A perda de competitividade face aos concorrentes de outros países é um receio partilhado por outros empresários.
“Apoiar as exportações deste País é mesmo isto! Aumentar o gás natural de tal forma que se torne insustentável exportar um dia destes”, ironizou Carla Moreira numa publicação no Facebook.
No caso da Arfai, de Alcobaça, o factor energético (uma das componentes do preço do gás natural) aumentou de 0,16 para 0,32. “O dobro, portanto”, destaca a empresária, que dizia ainda que “o problema é que as companhias fornecedoras não aguentam os aumentos sucessivos e, unilateralmente, alteraram os preços antes do contrato terminar. E podem fazê-lo por contrato”.
[LER_MAIS] A empresa paga uma factura entre 15 e 20 mil euros mensais e Carla Moreira admite que o valor não duplique, como aconteceu com o factor energético. Mas sabe que o aumento que vier “terá um impacto brutal e assustador”.
“Temos muita procura agora, é certo, muitas empresas saíram da China e estão a comprar na Europa e em Portugal. Mas se nos tornamos demasiado caros arriscamos perder clientes.
A perda de competitividade é um risco”, sublinha ao JORNAL DE LEIRIA a administradora da Arfai, que exporta 98% da sua produção.
“Devia haver algum controlo do Governo no que respeita às energias”, defende Carla Moreira, lembrando que a electricidade também tem subido muito.
“Temos uma estação fotovoltaica com 240 painéis que no primeiro ano se pagava a si própria. Agora nem se sente vantagem, foi absorvida pelo aumento da electricidade”.
Marcelo Sousa, administador da Matcerâmica, no concelho da Batalha, lembra que a energia é um dos principais custos de produção e o gás o maior custo energético.
Os impactos da escalada de preços “são inevitáveis e vão directos à nossa margem, ou seja, fragilizam sempre a nossa competitividade”.
“O desfasamento temporal que existe entre estes aumentos e os preços acordados com os nossos clientes não permite reflectir a totalidade destes aumentos”, explica.
Para este gestor, “o governo devia intervir ao nível da legislação sobre as taxas e tarifas de forma a minimizar estes aumentos”.
“Também devia incentivar e compensar ao nível fiscal, nomeadamente todas as empresas que maximizam as melhores práticas de eficiência energética”.

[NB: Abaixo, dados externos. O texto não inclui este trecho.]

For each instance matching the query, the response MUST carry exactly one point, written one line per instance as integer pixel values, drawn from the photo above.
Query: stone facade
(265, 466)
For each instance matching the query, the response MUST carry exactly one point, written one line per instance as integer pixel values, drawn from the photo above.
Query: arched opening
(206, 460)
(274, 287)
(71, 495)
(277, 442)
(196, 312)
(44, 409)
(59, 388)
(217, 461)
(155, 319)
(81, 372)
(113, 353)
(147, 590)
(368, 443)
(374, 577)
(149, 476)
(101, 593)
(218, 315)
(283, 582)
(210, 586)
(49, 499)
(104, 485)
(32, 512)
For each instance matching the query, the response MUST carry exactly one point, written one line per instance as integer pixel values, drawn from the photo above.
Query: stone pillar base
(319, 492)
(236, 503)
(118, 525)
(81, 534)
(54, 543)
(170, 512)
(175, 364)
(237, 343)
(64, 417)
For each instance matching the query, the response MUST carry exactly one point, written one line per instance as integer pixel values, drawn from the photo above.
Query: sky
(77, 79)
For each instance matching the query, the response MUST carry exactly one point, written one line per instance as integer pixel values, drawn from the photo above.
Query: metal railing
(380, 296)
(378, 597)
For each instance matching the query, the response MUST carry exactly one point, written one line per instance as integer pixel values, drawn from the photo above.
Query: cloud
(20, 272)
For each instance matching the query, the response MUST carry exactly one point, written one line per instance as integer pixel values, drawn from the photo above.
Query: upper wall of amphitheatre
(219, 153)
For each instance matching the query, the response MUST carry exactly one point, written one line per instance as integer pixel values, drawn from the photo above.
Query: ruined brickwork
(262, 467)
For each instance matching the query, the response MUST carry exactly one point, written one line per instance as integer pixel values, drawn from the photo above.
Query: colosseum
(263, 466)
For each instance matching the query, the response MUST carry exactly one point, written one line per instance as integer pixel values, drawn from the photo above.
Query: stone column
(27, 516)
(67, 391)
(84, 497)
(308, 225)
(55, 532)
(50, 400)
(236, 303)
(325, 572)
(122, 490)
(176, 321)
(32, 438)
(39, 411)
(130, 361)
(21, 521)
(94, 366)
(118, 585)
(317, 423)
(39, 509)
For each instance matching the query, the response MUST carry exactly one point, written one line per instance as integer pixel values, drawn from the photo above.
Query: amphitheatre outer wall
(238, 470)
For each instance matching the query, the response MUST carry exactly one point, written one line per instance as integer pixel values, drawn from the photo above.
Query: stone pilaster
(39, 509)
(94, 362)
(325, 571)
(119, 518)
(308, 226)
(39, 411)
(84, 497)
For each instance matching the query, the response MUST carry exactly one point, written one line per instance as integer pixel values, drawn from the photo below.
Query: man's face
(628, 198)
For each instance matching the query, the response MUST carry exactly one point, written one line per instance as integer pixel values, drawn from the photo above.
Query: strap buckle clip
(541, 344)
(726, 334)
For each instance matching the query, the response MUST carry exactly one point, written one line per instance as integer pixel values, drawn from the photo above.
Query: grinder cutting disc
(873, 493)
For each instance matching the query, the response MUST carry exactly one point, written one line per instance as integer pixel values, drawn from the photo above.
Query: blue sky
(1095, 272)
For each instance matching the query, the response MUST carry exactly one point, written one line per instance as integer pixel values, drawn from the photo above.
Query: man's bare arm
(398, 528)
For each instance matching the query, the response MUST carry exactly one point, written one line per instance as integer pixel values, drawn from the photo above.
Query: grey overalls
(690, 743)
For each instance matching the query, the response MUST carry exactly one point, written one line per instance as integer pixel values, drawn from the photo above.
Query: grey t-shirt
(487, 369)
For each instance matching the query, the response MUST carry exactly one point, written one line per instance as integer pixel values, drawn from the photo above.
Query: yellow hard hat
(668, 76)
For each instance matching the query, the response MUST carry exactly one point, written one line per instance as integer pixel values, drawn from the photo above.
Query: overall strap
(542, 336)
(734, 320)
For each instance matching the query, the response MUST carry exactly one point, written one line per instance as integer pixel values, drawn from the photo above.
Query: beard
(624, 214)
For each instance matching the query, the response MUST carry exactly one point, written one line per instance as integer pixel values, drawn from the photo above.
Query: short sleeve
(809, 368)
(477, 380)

Gás: governo a trabalhar para reduzir preços
Apicer defende intervenção a nível europeu
José Sequeira, presidente da Apicer, associação da indústria cerâmica, admite que a preocupação com os aumentos do preço do gás natural “é muito grande”. É que há subidas de 50 e de 100%, o que tem “reflexo imediato e muito forte na actividade das empresas”. “Parece-nos que a única solução é que a questão seja dirimida na Europa e que a Comissão Europeia tenha uma posição normalizadora da situação. O que se passa é grave de mais para ser resolvido/tratado apenas pelo nosso país”, diz ao JORNAL DE LEIRIA. O dirigente lembra que as empresas estão a lidar também com as questões da descarbonização, objectivo que implica “investimentos muito significativos”. Lamentando que haja “alguns exageros nas metas definidas”, o presidente da Apicer garante que o sector compreende as necessidades climáticas subjacentes à descarbonização, mas diz que é preciso compatibilizá-las com as necessidades da indústria. Esta segunda-feira, o ministro da Economia, Siza Vieira, garantiu que o Governo está a trabalhar para reduzir os preços do gás para as empresas industriais, embora seja uma tarefa “mais difícil” do que limitar os de acesso às redes eléctricas.